The agent generally was well tolerated, with grade 3 or 4 treatment-related toxicities occurring in 14% of patients. Only 4% of patients discontinued pembrolizumab because of adverse events, including colitis, pyrexia, pneumonitis, and thyroid abnormalities, said Dr. Antoni Ribas of University of California, Los Angeles, and his associates.
The investigators analyzed data pooled from 8 open-label phase I cohorts, some of which have been reported previously, in this manufacturer-sponsored study. All the participants were adults (median age, 61 years) with advanced unresectable melanoma who resided in Australia, Canada, France, and the U.S. This pooled study population was heterogeneous, as the various cohorts had different eligibility criteria; some patients were treatment-naïve, some had received ipilimumab, and some were treated concomitantly with BRAF or MEK inhibitors.
The estimated median duration of response was 28.2 months, and 44% of patients who responded to pembrolizumab had a response duration of longer than 1 year. Approximately half of the patients were still alive at 2 years.

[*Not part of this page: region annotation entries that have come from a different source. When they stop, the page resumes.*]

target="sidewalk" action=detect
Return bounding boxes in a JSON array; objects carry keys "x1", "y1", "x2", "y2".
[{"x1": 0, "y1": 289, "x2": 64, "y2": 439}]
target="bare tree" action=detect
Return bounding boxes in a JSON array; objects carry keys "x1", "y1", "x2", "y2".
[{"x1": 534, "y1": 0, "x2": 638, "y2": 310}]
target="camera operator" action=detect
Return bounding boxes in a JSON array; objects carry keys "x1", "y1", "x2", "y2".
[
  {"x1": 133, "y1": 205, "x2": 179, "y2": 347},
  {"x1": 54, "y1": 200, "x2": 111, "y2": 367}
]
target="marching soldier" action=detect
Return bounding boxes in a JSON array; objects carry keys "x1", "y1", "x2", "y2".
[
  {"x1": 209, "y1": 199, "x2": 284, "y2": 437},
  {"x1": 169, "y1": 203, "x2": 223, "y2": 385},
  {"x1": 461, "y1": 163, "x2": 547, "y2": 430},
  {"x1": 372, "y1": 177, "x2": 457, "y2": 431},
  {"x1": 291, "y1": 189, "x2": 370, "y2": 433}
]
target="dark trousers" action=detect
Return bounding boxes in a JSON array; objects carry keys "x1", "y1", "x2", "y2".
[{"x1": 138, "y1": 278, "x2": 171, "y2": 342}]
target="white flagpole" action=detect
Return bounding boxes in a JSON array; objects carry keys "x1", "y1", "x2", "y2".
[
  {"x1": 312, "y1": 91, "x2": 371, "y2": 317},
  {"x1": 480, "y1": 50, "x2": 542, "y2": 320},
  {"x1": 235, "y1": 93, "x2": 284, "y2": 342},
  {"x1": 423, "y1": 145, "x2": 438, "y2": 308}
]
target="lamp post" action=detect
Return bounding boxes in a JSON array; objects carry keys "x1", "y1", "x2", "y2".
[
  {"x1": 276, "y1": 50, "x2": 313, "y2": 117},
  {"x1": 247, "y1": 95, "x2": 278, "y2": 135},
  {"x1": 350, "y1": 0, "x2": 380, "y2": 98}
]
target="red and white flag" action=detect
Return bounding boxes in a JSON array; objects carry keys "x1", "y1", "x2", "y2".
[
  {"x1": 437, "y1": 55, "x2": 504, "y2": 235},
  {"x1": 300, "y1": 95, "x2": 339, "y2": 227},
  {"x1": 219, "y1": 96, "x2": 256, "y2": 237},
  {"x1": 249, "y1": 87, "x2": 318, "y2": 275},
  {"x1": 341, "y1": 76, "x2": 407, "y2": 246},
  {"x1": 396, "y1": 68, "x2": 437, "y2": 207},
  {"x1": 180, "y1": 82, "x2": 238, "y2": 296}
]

Treatment benefit was consistent regardless of whether or not patients had previously received ipilimumab and regardless of the dose or schedule of pembrolizumab they were given. Patients who were treatment-naïve showed the greatest response to pembrolizumab: an overall response rate of 45%, a 1-year progression-free survival rate of 52%, and a median overall survival of 31 months, the investigators said (JAMA. 2016 Apr 19. doi: 10.1001/jama.2016.4059). “Collectively, these data suggest that the majority of patients with melanoma treated with pembrolizumab will experience lasting objective responses,” they added.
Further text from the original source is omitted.